March 2020. I remember clearly predicting “Hurricane Covid-19” on METAR while making the decision to stay away from the gym and not fly cross-country to visit family.
I remember clearly the stunning blows to the financial system. I remember thinking that the financial stress index would spike off the chart and that there would be a market collapse and deep, prolonged recession.
Amazingly, the Federal Reserve and Congress cooperated in unprecedented ways to save the economy.
**March 2020: How the Fed Averted Economic Disaster**
**As markets plunged, Jerome Powell and his colleagues vastly expanded the reach of the central bank, with implications that will be felt for years to come**
**by Nick Timiraos, The Wall Street Journal, 2/18/2022**
**The Fed’s pledges to backstop an array of lending, announced on Monday, March 23, would unleash a torrent of private borrowing based on the mere promise of central bank action—together with a massive assist by Congress, which authorized hundreds of billions of dollars that would cover any losses. [Enabling the Fed to lend to junk-quality companies that they never loaned to before.] ...Most controversially, Mr. Powell recommended that the Fed purchase investment vehicles known as exchange-traded funds, or ETFs, that invest in junk debt. ... [This was monetary stimulus that went to banks, cities and corporations. - W]**
**Altogether, Congress approved nearly $5.9 trillion in spending in 2020 and 2021. Adjusted for inflation, that compares with approximately $1.8 trillion in 2008 and 2009.... [This was fiscal stimulus that mostly went to consumers. - W]... Disoriented supply chains and strong demand—boosted by government stimulus has produced inflation running above 7%....**
**Powell saw the risk. Having crossed familiar boundaries, there was a danger, he understood, that lawmakers would come to the Fed later and say, “Fix climate change” or “Use your digital printing press to finance every highway repair.” Mr. Powell told his staff, “There will come a time when we’re saying ‘No’ to people.” ...** [end quote]
This is a long article which discusses moral hazard (the expectation of market players that the Fed will always rescue them, so they take more risk) and the high cost of financing the debt when interest rates rise. (The Congressional Budget Office forecast in December 2020 that if rates rose by just 0.1 percentage point more than projected in each year of the decade, debt-service costs in 2030 would rise by $235 billion — more than the Pentagon had requested to spend in 2022 on the Navy.)
But the key issue is whether the Fed will always create more fiat money to buy Treasury debt at the same time that Congress promises to spend endlessly.

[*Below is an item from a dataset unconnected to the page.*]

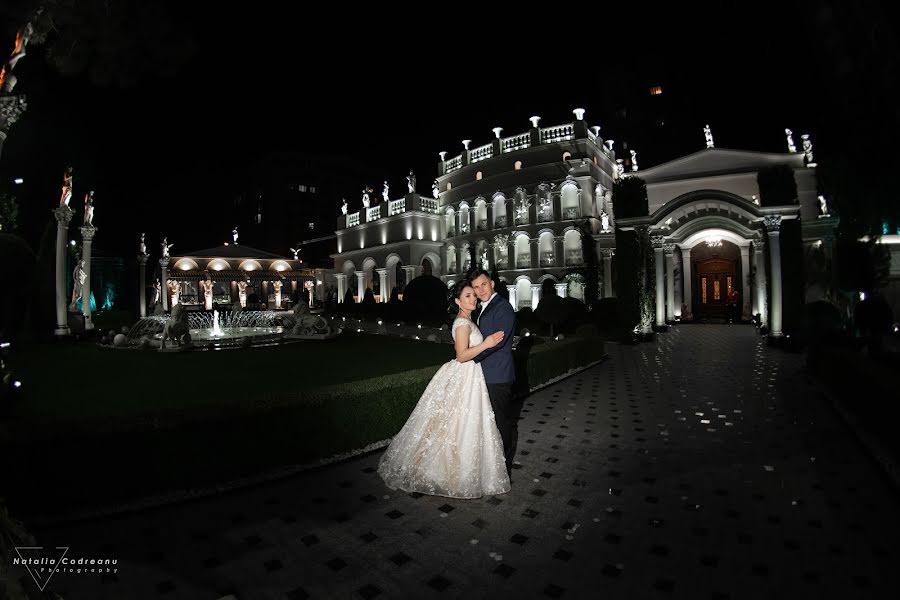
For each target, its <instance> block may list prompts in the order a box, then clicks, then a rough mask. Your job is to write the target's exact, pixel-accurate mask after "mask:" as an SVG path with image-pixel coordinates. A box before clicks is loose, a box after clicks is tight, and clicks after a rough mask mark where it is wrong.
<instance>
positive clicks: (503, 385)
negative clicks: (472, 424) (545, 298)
mask: <svg viewBox="0 0 900 600" xmlns="http://www.w3.org/2000/svg"><path fill="white" fill-rule="evenodd" d="M471 283H472V288H473V289H474V290H475V296H476V297H477V298H478V300H480V301H481V312H480V313H479V315H478V321H477V323H476V324H477V325H478V329H480V330H481V331H482V332H484V333H485V334H486V335H487V334H491V333H496V332H498V331H502V332H503V333H504V336H503V342H501V343H500V345H499V346H494V347H493V348H489V349H487V350H485V351H484V352H482V353H481V354H479V355H478V356H476V357H475V358H474V359H473V360H474V361H475V362H476V363H481V370H482V372H483V373H484V381H485V383H486V384H487V388H488V395H489V396H490V398H491V407H492V408H493V409H494V419H495V420H496V421H497V429H498V430H500V437H501V438H502V439H503V454H504V455H505V457H506V471H507V472H508V473H510V474H512V464H513V462H512V461H513V457H514V456H515V453H516V440H517V437H518V435H517V434H518V431H517V430H518V423H517V421H518V415H516V414H515V413H514V411H513V410H512V408H513V407H512V388H513V384H514V383H515V381H516V371H515V366H514V364H513V356H512V341H513V326H514V324H515V321H516V314H515V312H513V309H512V306H511V305H510V303H509V302H507V301H506V300H505V299H504V298H503V297H502V296H498V295H497V292H495V291H494V282H493V280H492V279H491V276H490V275H489V274H488V272H487V271H485V270H483V269H478V270H477V271H475V272H474V273H473V274H472V279H471Z"/></svg>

Mr. Powell has said that he won’t. The Fed plans to stop buying long-term Treasuries and gradually let their existing book mature and go away, returning to their non-emergency situation.
If the Fed doesn’t buy long-term Treasury debt (which the Fed never did before, except during the 2009 and 2020 emergencies), Treasury debt will be auctioned in the free bond market, as it always was before. Without the Fed’s immense thumb on the scale, interest rates for the 10 year Treasury will probably rise to their historic level, about 2% over the inflation rate.
That would cause tremendous losses in the existing bond market as well as disruptions in the stock market.
Only time will tell whether the Fed will have the spine to let the capitalist free market for the most important commodity – money – return to the non-emergency normal when the free-money addicts begin wailing and screaming.